The adaptation Stephen King hated made by a director he loved: “When genius goes wrong”

Every director is capable of making a bad movie, something Stephen King found out the hard way. The author decided to take the plunge and try his hand at filmmaking by adapting himself and bringing Maximum Overdrive to the screen in 1986, and the results weren’t pretty.

In fact, they were so bad that King has never felt the urge to direct in the four decades since, although the film does at least have a memorable soundtrack thanks to AC/DC. Wisely, the prolific author has decided to leave it up to the professionals, but even the director responsible for one of his favourite features wasn’t immune to the curse of botching one of the countless page-to-screen adaptations.

King is a noted and vocal supporter of Tobe Hooper’s The Texas Chain Saw Massacre, even if he wasn’t in the minority by celebrating its merits as one of the greatest, most visceral, and most influential horror flicks ever made because that’s entirely true. With that in mind, he would have been beside himself with glee when he discovered it would be none other than Hooper tackling a small screen stab at Salem’s Lot.

Quentin Tarantino might not be a fan of the two-part event that aired in November 1979, but it fully deserves its cult favourite status.
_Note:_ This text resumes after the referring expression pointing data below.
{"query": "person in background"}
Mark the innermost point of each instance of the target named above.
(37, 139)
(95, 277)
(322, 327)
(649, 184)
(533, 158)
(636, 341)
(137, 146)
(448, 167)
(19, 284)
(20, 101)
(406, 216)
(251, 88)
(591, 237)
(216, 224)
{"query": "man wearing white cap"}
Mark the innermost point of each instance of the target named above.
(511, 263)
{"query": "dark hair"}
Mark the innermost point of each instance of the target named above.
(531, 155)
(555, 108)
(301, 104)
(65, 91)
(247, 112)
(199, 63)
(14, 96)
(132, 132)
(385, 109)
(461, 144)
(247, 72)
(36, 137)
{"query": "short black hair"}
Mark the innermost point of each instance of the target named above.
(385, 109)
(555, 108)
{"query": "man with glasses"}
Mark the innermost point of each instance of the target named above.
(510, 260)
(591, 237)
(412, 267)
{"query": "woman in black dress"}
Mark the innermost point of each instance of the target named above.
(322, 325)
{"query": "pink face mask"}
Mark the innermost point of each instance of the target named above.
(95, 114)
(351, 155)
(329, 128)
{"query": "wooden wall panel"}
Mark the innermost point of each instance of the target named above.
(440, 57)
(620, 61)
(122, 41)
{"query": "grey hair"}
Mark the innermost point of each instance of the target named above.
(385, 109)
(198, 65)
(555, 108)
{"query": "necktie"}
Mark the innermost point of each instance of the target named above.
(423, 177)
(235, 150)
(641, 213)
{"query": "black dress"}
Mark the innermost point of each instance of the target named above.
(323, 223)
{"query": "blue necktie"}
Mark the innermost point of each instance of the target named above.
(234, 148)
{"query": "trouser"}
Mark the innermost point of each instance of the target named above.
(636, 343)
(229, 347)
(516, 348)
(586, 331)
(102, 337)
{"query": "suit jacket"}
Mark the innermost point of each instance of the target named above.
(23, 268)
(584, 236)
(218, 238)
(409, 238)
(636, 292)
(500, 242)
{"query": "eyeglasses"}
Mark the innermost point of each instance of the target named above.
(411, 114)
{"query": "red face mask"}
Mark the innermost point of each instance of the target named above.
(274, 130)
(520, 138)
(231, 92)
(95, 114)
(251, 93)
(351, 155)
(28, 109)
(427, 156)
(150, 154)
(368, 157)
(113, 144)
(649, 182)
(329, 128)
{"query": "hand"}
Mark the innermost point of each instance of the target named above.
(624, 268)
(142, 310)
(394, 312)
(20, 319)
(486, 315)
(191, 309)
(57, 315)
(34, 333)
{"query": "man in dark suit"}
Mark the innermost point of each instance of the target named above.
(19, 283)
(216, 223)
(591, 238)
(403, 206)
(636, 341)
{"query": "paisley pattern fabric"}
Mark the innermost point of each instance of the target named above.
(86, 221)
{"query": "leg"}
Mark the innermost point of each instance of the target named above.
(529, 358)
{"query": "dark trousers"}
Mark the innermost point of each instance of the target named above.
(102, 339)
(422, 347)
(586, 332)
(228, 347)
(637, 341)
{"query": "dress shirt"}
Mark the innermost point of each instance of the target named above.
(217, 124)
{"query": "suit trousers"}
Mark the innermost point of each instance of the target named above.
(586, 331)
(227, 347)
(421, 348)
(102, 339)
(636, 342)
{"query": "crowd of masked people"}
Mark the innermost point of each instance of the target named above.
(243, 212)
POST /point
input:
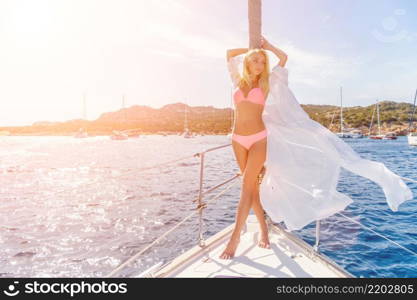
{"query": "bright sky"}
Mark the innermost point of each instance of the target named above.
(163, 51)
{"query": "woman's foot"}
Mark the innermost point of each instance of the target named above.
(229, 252)
(264, 241)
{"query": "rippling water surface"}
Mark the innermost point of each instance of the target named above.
(79, 207)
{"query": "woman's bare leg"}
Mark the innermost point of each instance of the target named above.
(255, 160)
(259, 212)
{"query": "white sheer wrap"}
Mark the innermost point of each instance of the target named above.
(304, 158)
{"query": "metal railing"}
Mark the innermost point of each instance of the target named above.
(201, 205)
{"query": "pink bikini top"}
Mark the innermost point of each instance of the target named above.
(255, 95)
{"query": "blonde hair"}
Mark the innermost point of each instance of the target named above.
(263, 81)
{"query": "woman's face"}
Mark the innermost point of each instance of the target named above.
(256, 63)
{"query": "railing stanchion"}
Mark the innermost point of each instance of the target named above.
(200, 202)
(316, 245)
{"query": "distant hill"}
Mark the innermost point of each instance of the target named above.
(210, 120)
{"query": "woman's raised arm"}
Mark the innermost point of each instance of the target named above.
(278, 52)
(233, 52)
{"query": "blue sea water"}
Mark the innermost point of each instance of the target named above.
(79, 207)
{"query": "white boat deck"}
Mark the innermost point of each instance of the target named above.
(288, 256)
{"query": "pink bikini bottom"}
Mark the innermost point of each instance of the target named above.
(248, 140)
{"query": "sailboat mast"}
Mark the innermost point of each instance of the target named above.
(379, 126)
(372, 119)
(341, 111)
(84, 106)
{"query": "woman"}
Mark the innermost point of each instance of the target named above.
(249, 136)
(302, 158)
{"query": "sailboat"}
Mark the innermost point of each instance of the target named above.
(412, 136)
(187, 133)
(379, 136)
(81, 132)
(342, 134)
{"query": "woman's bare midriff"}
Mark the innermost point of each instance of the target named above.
(248, 118)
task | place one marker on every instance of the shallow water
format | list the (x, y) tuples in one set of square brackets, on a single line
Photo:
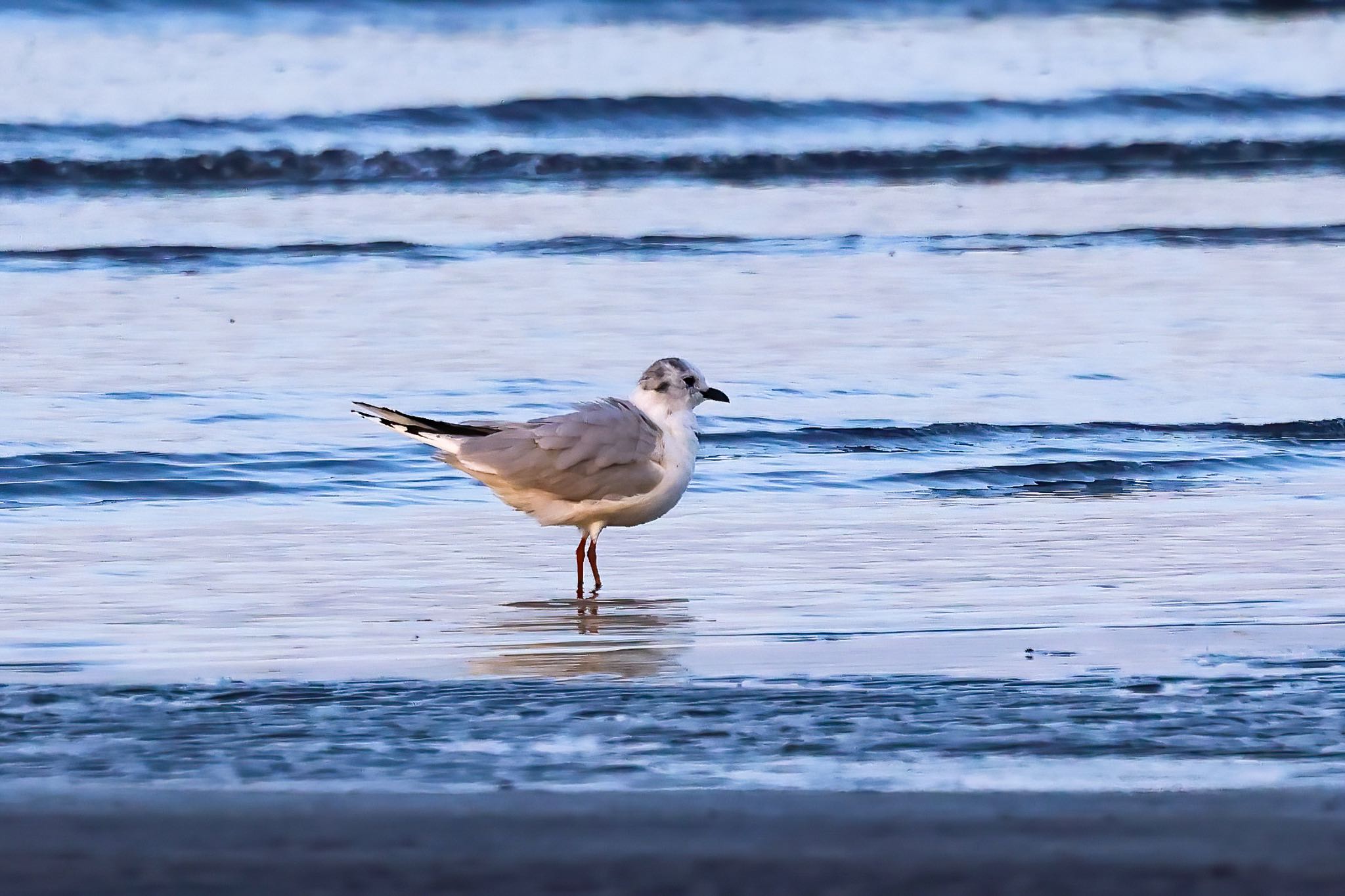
[(1034, 469)]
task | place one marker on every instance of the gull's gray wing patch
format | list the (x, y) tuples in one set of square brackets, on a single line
[(606, 449)]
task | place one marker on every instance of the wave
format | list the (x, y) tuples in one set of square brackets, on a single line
[(662, 246), (673, 114), (424, 735), (533, 12), (862, 437), (341, 167), (971, 458)]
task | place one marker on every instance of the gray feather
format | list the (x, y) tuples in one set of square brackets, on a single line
[(606, 449)]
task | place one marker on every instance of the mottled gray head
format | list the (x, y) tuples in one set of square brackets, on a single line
[(674, 383)]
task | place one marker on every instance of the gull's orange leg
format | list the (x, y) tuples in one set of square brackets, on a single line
[(579, 566), (598, 580)]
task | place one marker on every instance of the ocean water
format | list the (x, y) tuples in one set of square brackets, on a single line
[(1030, 312)]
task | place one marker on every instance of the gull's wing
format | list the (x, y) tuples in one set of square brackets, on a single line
[(606, 449)]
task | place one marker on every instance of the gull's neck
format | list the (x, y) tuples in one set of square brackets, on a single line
[(667, 417)]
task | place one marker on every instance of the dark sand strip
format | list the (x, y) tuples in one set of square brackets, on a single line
[(705, 843)]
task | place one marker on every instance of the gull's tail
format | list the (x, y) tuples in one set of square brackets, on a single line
[(441, 435)]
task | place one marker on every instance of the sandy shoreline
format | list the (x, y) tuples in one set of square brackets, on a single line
[(115, 842)]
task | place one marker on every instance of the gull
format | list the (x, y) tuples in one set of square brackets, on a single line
[(608, 463)]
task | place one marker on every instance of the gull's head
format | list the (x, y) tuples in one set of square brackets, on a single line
[(671, 385)]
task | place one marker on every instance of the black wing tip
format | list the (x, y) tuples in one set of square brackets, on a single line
[(413, 425)]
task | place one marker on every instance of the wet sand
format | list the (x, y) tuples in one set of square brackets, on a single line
[(115, 842)]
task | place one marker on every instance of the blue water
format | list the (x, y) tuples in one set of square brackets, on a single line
[(1033, 476)]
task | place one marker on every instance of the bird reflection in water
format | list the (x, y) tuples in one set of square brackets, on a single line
[(628, 639)]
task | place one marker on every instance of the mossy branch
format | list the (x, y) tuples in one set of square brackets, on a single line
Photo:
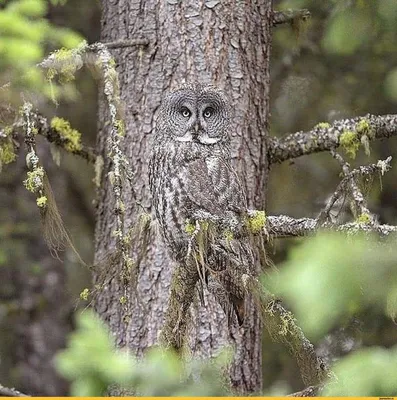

Hooper stayed away from King’s stories for the next decade and a half, though, which may have been better off as a permanent sabbatical, looking at what happened when he turned to one of Hollywood’s most coveted bibliographies for inspiration.

A box office bomb and a critical disaster, 1995’s The Mangler didn’t really stand a chance. What’s scary about a laundry press inhabited by the spirit of an evil demon? Not much on the page as King’s 1972 short story displayed, and even less on the screen as Hooper’s tedious terror showed.

It must have been a source of seriously mixed emotions for King, who wrote in Stephen King Goes to the Movies that Hooper was “something of a genius” and “The Texas Chain Saw Massacre proves that beyond doubt.” However, as it pertained to The Mangler, there was a caveat: “When genius goes wrong, brother, watch out.”

“The film version of The Mangler is energetic and colourful, but it’s also a mess with Robert Englund stalking through it for reasons which remain clear to me even now,” he explained. “The movie’s visuals are surreal, and the sets are eye-popping, but somewhere along the way (maybe in the copious amounts of steam generated by the film’s mechanical star), the story got lost.”

That’s an awfully nice way of saying it’s a terrible movie, which it definitely is. That said, it’s easy to suspect that King’s appreciation and admiration for Hooper’s previous work prevented him from twisting the knife further into The Mangler.